A parallel study led by Yoneyama, specifically engaging Australian and Japanese youth, has attracted a prestigious DFAT Australia-Japan Foundation Grant. It uses similar innovative education approaches to tackle eco-anxiety and explore new ways of transformative education.
The team driving this globally impactful innovative research is strikingly interdisciplinary. Apart from Associate Professor Yoneyama, who is a sociologist in Asian Studies, Professor Melissa Nursey-Bray, Dr Anna Szorenyi, Dr Dianne Rodger, Dr Ariane Gienger, Danielle LeMieux and Celeste Hill represent the Faculty of Arts, Business, Law and Economics (ABLE), with expertise spanning anthropology, geography, gender studies, and Indigenous studies. Professor Philip Weinstein and Dr Scott Hanson-Easey bring knowledge from the Faculty of Health and Medical Sciences (HMS), and Dr Dominic Mcafee represents the Faculty of Science, Engineering and Technology (SET).
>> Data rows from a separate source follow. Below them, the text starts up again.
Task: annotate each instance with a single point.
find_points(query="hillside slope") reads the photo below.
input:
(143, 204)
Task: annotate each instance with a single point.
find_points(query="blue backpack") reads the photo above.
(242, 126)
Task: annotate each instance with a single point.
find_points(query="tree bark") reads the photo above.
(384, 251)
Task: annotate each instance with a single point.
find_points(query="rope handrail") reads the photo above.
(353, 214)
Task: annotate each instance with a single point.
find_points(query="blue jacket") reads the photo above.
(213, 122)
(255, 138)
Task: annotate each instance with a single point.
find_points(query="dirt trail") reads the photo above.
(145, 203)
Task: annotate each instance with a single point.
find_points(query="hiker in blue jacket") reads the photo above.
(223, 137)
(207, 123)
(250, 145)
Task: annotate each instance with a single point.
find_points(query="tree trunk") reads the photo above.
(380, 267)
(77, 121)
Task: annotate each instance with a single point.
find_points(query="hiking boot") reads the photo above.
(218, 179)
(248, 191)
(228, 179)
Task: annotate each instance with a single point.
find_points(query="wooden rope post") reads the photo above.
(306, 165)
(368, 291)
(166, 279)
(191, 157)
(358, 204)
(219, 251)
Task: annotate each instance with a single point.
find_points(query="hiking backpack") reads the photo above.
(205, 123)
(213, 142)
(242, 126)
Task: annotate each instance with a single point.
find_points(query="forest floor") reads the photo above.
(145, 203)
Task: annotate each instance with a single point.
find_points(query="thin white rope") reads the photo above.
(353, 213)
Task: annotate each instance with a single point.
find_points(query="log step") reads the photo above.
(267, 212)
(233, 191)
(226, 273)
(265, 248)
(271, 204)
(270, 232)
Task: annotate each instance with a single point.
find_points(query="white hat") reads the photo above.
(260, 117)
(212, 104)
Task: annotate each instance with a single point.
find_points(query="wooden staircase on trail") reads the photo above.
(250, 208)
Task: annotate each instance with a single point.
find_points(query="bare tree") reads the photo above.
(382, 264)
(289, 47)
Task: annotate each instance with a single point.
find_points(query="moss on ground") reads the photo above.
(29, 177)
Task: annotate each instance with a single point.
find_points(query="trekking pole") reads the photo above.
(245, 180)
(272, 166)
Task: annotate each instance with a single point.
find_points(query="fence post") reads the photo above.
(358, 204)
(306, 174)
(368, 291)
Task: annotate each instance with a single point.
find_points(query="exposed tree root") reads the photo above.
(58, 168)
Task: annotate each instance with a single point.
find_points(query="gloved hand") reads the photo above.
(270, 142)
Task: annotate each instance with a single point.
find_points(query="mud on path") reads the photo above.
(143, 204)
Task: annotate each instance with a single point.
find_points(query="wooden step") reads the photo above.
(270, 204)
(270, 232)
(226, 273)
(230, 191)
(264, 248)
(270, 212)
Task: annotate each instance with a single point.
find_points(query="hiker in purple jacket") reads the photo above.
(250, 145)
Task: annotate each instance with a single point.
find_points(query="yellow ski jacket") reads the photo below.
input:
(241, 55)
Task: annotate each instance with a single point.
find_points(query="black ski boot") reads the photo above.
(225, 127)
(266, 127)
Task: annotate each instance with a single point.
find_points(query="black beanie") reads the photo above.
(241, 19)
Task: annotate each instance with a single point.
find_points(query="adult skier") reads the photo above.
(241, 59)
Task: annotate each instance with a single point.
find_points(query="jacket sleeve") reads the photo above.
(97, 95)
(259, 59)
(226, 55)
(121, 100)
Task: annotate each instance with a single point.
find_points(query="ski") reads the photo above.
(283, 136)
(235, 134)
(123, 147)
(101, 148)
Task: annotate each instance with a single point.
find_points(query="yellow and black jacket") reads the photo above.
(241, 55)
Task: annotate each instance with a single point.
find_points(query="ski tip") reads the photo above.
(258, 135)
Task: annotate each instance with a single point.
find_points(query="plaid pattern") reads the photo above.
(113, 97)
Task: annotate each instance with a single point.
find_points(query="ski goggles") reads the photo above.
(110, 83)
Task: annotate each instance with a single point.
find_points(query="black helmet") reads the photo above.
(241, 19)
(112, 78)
The research team has united across fields to provide the tools and policy guidance needed to reimagine higher education for a sustainable future in the face of a changing climate. The goal is to empower students to ameliorate eco-anxiety.
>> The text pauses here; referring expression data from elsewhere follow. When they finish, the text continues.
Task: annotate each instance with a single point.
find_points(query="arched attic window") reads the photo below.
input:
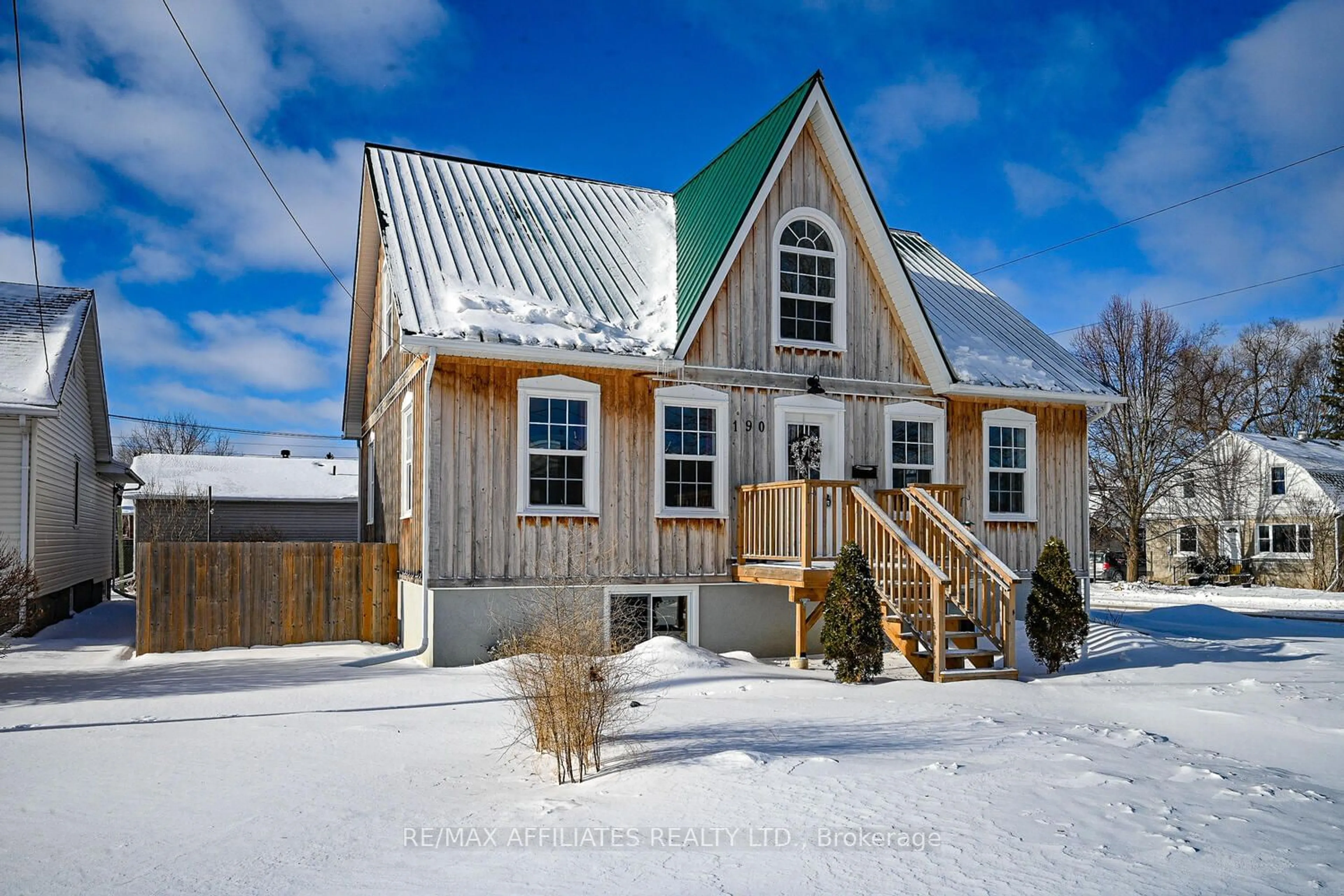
(810, 290)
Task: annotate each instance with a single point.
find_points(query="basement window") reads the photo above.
(693, 439)
(560, 429)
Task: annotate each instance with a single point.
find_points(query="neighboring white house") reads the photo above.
(59, 485)
(1268, 504)
(200, 498)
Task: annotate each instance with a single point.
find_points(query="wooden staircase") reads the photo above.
(948, 601)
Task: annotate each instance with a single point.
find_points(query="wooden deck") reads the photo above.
(949, 602)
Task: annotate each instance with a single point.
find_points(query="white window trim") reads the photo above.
(832, 463)
(565, 387)
(693, 606)
(701, 398)
(1178, 553)
(408, 473)
(924, 414)
(1284, 555)
(840, 303)
(1021, 420)
(370, 479)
Yoneyama brings a unique, innovative approach to research and education through her academic expertise in contemporary animism as an alternative ontology. Alternative ontologies are philosophical frameworks that provide new ways to consider our existence or our connection with the world. Animism is a particularly holistic way of reconsidering anthropocentric human-nature relationships, and as Yoneyama writes,
“Postmodern animism is a philosophy that sees nature as a combination of the lifeworld and the spiritual world thus enabling us to engage with climate change in a radically different way. It helps us to conceive a new paradigm to reimagine a sustainable future for the Anthropocene.”Shoko Yoneyama
Another member of the research team, Professor Melissa Nursey-Bray, is an ARC Future Fellow working to identify how all knowledge, especially Western and Indigenous knowledge, can work together to inform environmental policy, with a focus on climate change adaptation.
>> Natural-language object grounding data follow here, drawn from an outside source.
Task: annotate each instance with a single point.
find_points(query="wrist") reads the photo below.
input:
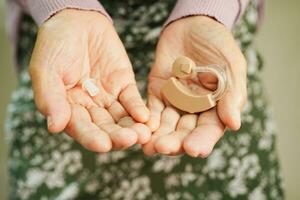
(42, 10)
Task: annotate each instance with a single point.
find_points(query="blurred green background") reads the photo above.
(278, 40)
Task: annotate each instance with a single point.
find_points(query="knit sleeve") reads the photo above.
(226, 12)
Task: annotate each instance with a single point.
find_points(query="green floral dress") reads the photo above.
(44, 166)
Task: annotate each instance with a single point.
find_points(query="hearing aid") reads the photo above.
(182, 97)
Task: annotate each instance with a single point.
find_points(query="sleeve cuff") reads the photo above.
(224, 11)
(41, 10)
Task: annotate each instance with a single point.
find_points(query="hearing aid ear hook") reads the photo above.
(184, 98)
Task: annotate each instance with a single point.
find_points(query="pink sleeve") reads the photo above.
(226, 12)
(41, 10)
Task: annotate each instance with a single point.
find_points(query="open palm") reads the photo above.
(71, 47)
(205, 41)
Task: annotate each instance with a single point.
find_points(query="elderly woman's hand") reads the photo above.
(72, 46)
(205, 41)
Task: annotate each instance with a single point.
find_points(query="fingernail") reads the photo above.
(237, 118)
(49, 121)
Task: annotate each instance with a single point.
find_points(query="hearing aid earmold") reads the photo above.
(183, 97)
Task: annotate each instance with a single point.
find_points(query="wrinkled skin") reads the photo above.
(205, 41)
(72, 46)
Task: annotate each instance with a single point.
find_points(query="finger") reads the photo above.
(142, 130)
(78, 96)
(203, 138)
(87, 133)
(155, 106)
(121, 137)
(50, 97)
(103, 99)
(172, 143)
(133, 103)
(231, 104)
(168, 124)
(117, 111)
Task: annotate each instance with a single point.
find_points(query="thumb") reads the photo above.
(50, 97)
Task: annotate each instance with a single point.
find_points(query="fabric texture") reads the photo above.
(41, 10)
(226, 12)
(46, 166)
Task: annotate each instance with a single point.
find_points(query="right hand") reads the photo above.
(74, 45)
Applying this truly extraordinary range of expertise to transformative education allows the team to address how young people conceptualise climate change and the human-nature relationship and respond to their eco-anxiety in such a way that addresses their ontological insecurity.
ISER will use its unique position and resources to facilitate connections and partnerships to support this work. By addressing this critical challenge of how we can invigorate and inspire our youth through education and transform their eco-anxiety into a positive energy, ISER can help the research team enhance sustainability.
As for where this collaborative research will lead, Yoneyama says,
“Beyond empowering our youth and working towards sustainable solutions, our research aims to provide recommendations for education curriculum design and delivery. We have connections with UNESCO’s Education for Sustainable Development group, which aims to reimagine a new kind of education towards 2050 through UNESCO’s 2021 flagship report, Reimagining Our Futures Together. This work will have an enormous impact on education in the coming decades.”Shoko Yoneyama
This important work pushes the boundaries of education and knowledge creation and applies a truly innovative approach to the problem of eco-anxiety and, more broadly, to reimagining higher education. The programs developed by these researchers will enhance students’ ability to navigate complex contemporary crises like climate change, ultimately enabling them to bring about a more sustainable future.